Last updated on: March 14, 2020 at 15:42

Instructions

After installing R and RStudio using these instructions, start RStudio in the project you created for this course.

Use the menus to create a new R script with File > New File > R Script.

Copy this file into the R Script and save it with Control+S (Command+S in macOS) with the name ‘markdown_sample.R’

Execute this file manually, line by line, using Control+Enter in Windows or Command+Enter on macOS. As you go through the file, make appropriate changes: e.g. fill in your name on line 3 above.

This will install a number of packages and download a data file.

After executing the file line by line you should be able to ‘render’ it to create a stand-alone HTML file by pressing Control+Shift+K (Command+Shift+K on macOS).

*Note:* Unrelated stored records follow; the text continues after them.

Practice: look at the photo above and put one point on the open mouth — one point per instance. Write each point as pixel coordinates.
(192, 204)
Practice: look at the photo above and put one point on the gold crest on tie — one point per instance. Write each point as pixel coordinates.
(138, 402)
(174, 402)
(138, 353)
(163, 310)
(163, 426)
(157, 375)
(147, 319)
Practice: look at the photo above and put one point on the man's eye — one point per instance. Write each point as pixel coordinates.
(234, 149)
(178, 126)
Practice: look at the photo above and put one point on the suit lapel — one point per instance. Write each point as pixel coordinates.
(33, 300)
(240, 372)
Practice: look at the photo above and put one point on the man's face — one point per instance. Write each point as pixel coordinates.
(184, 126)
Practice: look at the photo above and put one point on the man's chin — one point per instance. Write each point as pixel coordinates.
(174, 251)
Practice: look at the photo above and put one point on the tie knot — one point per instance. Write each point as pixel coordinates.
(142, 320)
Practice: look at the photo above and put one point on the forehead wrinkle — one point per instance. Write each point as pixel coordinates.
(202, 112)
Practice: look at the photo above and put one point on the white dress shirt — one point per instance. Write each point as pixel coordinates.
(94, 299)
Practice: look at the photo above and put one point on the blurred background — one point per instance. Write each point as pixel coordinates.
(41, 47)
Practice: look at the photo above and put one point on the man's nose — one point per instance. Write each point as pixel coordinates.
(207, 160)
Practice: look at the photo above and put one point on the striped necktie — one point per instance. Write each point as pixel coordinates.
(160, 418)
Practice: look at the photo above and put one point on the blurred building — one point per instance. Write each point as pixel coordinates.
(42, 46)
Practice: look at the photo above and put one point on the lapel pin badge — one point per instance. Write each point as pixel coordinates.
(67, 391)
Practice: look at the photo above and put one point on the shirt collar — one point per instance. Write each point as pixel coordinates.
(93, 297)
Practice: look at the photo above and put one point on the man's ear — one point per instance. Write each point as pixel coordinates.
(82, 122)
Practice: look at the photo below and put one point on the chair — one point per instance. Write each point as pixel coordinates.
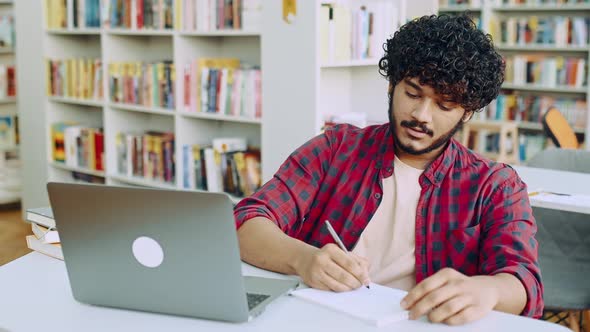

R Markdown and Reproducible Research

This is an example of output from a “.R script with R Markdown”. If you run this script in R, all lines that begin with ‘#’ are treated as comments. If you run it with ‘knitr’ – which just involves typing Control-Shift-K simultaneously when the file is the active file in R Studio – all the text in lines that begin with “#’ ” (hashtag apostrophe space) are processed as R Markdown code that can be used to produce a polished document in a number of standard formats: pdf, HTML, RTF, beamer presentations, etc.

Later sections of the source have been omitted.